Quartiles divide a sorted dataset into four equal parts. Q1 (the first quartile) is the 25th percentile, Q2 is the median (50th percentile), and Q3 is the 75th percentile. There are several quartile conventions in use — this calculator uses linear interpolation between the surrounding values, which is the same method as Excel's PERCENTILE.INC and NumPy's numpy.percentile (interpolation='linear'). The interquartile range (IQR) is Q3 − Q1 and captures the middle 50% of the data. IQR is more robust than the full range because it ignores the most extreme values on both ends.

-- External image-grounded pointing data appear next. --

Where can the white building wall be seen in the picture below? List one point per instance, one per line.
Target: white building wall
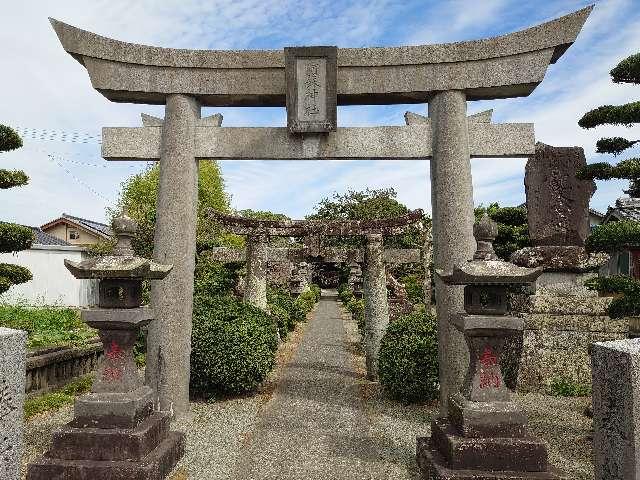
(52, 283)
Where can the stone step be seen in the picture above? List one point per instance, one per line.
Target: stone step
(527, 454)
(110, 444)
(433, 466)
(155, 466)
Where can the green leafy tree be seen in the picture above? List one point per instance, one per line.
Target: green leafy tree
(139, 195)
(369, 204)
(627, 71)
(513, 229)
(13, 238)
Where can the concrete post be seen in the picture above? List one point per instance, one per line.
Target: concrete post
(255, 291)
(12, 385)
(616, 409)
(376, 307)
(169, 340)
(452, 204)
(427, 258)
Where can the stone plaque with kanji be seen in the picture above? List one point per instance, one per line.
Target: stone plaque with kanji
(311, 89)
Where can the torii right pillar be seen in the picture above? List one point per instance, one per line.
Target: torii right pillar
(452, 228)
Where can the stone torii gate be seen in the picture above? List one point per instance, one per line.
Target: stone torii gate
(374, 256)
(311, 82)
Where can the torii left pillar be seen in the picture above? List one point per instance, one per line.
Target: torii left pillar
(169, 340)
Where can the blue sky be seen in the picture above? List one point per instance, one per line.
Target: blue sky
(43, 88)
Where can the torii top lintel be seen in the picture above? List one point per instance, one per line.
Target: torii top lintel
(506, 66)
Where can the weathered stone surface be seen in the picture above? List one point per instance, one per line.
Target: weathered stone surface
(12, 385)
(616, 391)
(154, 466)
(311, 88)
(275, 143)
(451, 197)
(376, 308)
(169, 339)
(557, 202)
(255, 291)
(557, 336)
(558, 258)
(499, 67)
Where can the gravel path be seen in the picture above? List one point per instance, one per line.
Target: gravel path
(315, 426)
(317, 417)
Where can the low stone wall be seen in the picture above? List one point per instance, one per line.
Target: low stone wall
(51, 368)
(557, 337)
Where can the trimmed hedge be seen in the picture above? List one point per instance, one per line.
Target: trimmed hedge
(233, 346)
(47, 326)
(627, 305)
(408, 362)
(614, 236)
(12, 178)
(14, 238)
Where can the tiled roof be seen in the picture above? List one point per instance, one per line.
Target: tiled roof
(100, 227)
(625, 209)
(43, 238)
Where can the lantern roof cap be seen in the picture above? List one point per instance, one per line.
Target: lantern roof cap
(122, 262)
(486, 268)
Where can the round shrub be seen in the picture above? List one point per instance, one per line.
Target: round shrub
(233, 346)
(14, 238)
(408, 361)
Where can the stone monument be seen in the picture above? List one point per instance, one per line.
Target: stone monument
(616, 395)
(484, 436)
(115, 433)
(13, 356)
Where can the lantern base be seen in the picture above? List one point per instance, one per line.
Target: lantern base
(147, 452)
(434, 466)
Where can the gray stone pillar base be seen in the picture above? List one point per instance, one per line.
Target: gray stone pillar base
(114, 436)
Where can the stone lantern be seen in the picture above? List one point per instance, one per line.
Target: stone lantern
(115, 433)
(484, 435)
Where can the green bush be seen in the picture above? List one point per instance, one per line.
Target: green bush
(14, 238)
(9, 139)
(12, 178)
(233, 346)
(408, 362)
(47, 326)
(628, 304)
(213, 278)
(356, 307)
(564, 387)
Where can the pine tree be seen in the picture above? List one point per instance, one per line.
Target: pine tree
(627, 71)
(13, 238)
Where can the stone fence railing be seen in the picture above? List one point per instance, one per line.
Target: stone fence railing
(51, 368)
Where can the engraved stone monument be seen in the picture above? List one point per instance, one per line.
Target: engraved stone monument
(311, 89)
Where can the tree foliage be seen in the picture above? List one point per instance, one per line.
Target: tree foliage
(627, 71)
(369, 204)
(513, 229)
(139, 193)
(614, 236)
(13, 238)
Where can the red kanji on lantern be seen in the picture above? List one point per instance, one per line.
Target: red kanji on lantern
(114, 352)
(488, 376)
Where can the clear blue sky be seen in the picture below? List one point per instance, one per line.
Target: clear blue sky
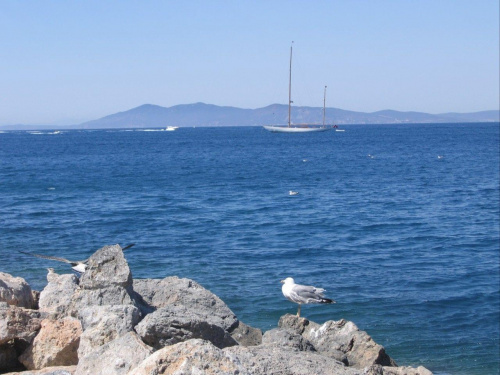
(65, 62)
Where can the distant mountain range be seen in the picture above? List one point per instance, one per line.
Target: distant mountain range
(201, 114)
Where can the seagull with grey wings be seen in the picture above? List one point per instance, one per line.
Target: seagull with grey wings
(79, 266)
(303, 294)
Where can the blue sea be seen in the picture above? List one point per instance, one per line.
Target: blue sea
(400, 223)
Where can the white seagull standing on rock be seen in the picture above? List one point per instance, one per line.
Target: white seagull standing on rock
(303, 294)
(79, 266)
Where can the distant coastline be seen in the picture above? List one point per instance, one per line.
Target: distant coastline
(208, 115)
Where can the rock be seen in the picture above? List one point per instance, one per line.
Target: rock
(384, 370)
(15, 291)
(191, 357)
(341, 340)
(18, 323)
(246, 335)
(8, 357)
(107, 266)
(284, 338)
(172, 290)
(55, 345)
(107, 280)
(264, 360)
(102, 324)
(176, 323)
(36, 299)
(116, 357)
(56, 370)
(56, 298)
(156, 293)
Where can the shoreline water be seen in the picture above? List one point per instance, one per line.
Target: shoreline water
(405, 242)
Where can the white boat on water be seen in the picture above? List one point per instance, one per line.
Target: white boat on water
(297, 128)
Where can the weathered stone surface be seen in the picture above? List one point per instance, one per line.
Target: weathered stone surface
(116, 357)
(8, 357)
(176, 323)
(265, 360)
(106, 266)
(102, 324)
(158, 293)
(107, 281)
(15, 291)
(55, 370)
(246, 335)
(341, 340)
(55, 345)
(18, 323)
(191, 357)
(284, 338)
(172, 290)
(56, 298)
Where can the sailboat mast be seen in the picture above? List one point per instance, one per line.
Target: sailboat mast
(324, 107)
(290, 88)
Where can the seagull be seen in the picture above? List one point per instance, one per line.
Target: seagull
(51, 276)
(303, 294)
(79, 266)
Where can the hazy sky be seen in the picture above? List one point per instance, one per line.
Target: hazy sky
(65, 62)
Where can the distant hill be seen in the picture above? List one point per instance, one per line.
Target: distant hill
(201, 114)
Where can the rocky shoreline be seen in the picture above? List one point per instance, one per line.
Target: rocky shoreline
(108, 323)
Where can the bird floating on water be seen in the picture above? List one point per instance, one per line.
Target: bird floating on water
(79, 266)
(303, 294)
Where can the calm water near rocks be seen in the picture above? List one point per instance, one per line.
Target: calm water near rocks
(400, 223)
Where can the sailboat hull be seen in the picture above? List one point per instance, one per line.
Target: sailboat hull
(292, 129)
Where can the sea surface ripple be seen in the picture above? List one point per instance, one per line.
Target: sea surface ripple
(400, 223)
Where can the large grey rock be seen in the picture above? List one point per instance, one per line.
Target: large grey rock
(15, 291)
(176, 323)
(107, 280)
(56, 298)
(191, 357)
(55, 345)
(18, 323)
(102, 324)
(172, 290)
(8, 357)
(117, 357)
(266, 360)
(341, 340)
(385, 370)
(53, 370)
(156, 293)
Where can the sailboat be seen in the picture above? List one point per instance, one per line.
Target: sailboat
(297, 128)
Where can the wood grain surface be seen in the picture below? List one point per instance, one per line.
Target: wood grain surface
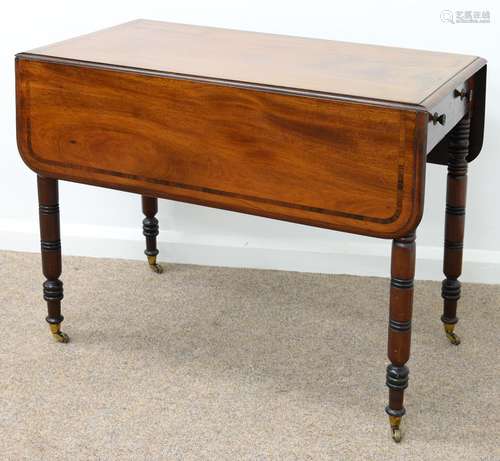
(333, 164)
(326, 66)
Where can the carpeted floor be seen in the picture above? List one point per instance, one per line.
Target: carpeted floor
(207, 363)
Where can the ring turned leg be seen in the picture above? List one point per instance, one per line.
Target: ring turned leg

An outlier is a value that lies far from the rest of the dataset and may be a typo, a measurement error, or a genuinely unusual observation. The standard 1.5×IQR rule flags any value outside the interval [Q1 − 1.5·IQR, Q3 + 1.5·IQR] as a potential outlier. The Charts tab on this page highlights outliers in red on the distribution bar chart and marks them as separate dots on the box plot. Outliers are worth investigating before deciding whether to keep or remove them — sometimes they're the most interesting observations in the dataset, and reflexively deleting them can hide real effects.

Use the median when the data is skewed, contains outliers, or when you want a robust description of a "typical" value. The mean is pulled toward the long tail of a skewed distribution (which is why median household income and median house price are reported rather than the mean — both are right-skewed by a small number of very high values). Use the mean when the data is roughly symmetric, when you need every observation to contribute proportionally, or when you'll plug the average into a formula that assumes the arithmetic mean (e.g. total = mean × count). Reporting both, along with the standard deviation and IQR, is the safest practice in any analysis.